There is very little difference between 6 months, 1 year and 2 year term deposit rates and the best rates for on demand, as per the below. Hence, there is currently very little incentive to lock. 

I suggest you put the 40,000 EUR on deposit with Nationwide UK at 3.55%, with monthly bank interest set to feed directly into your current account. Nationwide UK offer this feature. 

I suggest you put 10,000 EUR on deposit with Halifax at 3.75%. 

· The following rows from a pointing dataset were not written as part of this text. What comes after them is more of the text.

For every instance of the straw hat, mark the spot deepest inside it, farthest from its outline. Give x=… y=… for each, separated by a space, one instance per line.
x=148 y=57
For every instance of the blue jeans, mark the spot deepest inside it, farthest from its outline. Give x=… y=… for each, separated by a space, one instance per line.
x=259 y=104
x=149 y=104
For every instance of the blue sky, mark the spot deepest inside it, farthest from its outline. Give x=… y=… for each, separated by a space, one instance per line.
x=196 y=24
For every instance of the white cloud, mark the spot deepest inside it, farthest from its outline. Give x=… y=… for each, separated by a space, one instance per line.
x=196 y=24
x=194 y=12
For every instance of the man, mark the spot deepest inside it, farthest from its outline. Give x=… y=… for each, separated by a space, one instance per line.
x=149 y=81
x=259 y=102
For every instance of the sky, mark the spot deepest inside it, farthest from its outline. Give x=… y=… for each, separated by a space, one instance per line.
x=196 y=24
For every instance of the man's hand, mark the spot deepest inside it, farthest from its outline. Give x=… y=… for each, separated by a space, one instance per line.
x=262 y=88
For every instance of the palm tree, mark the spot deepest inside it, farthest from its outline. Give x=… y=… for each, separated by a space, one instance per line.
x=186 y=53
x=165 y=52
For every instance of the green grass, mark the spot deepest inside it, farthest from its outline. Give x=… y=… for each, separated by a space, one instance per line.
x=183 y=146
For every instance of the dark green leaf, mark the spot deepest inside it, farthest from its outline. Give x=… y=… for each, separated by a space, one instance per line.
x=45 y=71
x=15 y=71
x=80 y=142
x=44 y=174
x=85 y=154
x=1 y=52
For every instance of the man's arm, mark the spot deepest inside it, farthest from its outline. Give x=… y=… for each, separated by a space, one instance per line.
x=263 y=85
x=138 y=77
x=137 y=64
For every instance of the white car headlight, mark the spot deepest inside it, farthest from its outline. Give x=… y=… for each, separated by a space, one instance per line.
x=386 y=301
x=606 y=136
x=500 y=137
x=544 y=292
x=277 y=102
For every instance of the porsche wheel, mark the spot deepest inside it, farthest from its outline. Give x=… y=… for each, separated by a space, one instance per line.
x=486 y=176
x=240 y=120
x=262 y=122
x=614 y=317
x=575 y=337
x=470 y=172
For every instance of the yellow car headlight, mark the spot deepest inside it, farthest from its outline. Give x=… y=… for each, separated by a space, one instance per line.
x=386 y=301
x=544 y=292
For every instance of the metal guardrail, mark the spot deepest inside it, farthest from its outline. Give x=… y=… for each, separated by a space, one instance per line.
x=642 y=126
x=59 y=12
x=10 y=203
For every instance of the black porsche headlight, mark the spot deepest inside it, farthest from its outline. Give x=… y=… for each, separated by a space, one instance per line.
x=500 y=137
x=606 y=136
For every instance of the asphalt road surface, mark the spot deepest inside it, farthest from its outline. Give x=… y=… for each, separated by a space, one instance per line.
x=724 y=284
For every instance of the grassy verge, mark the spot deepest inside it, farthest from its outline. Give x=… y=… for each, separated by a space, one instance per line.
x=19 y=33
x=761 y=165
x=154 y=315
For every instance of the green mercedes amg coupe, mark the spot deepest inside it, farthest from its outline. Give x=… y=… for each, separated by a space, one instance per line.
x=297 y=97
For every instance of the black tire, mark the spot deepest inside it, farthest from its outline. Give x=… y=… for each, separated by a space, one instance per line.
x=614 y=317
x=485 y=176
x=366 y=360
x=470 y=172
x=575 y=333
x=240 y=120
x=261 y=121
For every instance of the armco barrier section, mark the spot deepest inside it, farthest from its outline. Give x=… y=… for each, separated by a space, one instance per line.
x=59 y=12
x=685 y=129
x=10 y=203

I suggest you set up a standing order from your Halifax account to your current account with your monthly requirements. In turn, I suggest you feed your Halifax account from your Nationwide UK account. Note interest is reduced with Nationwide UK if you make more than 6 withdrawals are made a year 



> Best Buys - Highest Term Deposit Rates
> 
> 6 Months - Investec - 3.25%
> 1 Year - Anglo Irish Bank - 3.80%
> 2 Years - Bank of Ireland - 3.44%





> 1. Best Lump Sum Personal Deposits
> 
> Best for amounts from €10,000 to €2 million
> Nationwide UK: Easy Access (Discuss)
> ...


----------



## Rambler (31 Jul 2009)

When your wife is made redundant, wouldn't she be entitled to Jobseekers benefit for 12 (or is it 9) months ?


----------



## nacaym (4 Aug 2009)

Hi all,

Thanks for the suggestions. Unfortunately she will not be entitled to Jobseekers Benefit as she won't be "available for and genuinely seeking work" (in the parlance of the Dept. of Social Welfare) as she intends minding the kids until they are all going to school so will be out of the job market for a few years. Hopefully things will have picked a bit up by then!

Regards,
Nacaym.


----------



## Rambler (4 Aug 2009)

If your wife isn't entitled to Jobseekers Benefit, she should be entitled to a Home Careers Tax Credit, this is €900 for 2008.


----------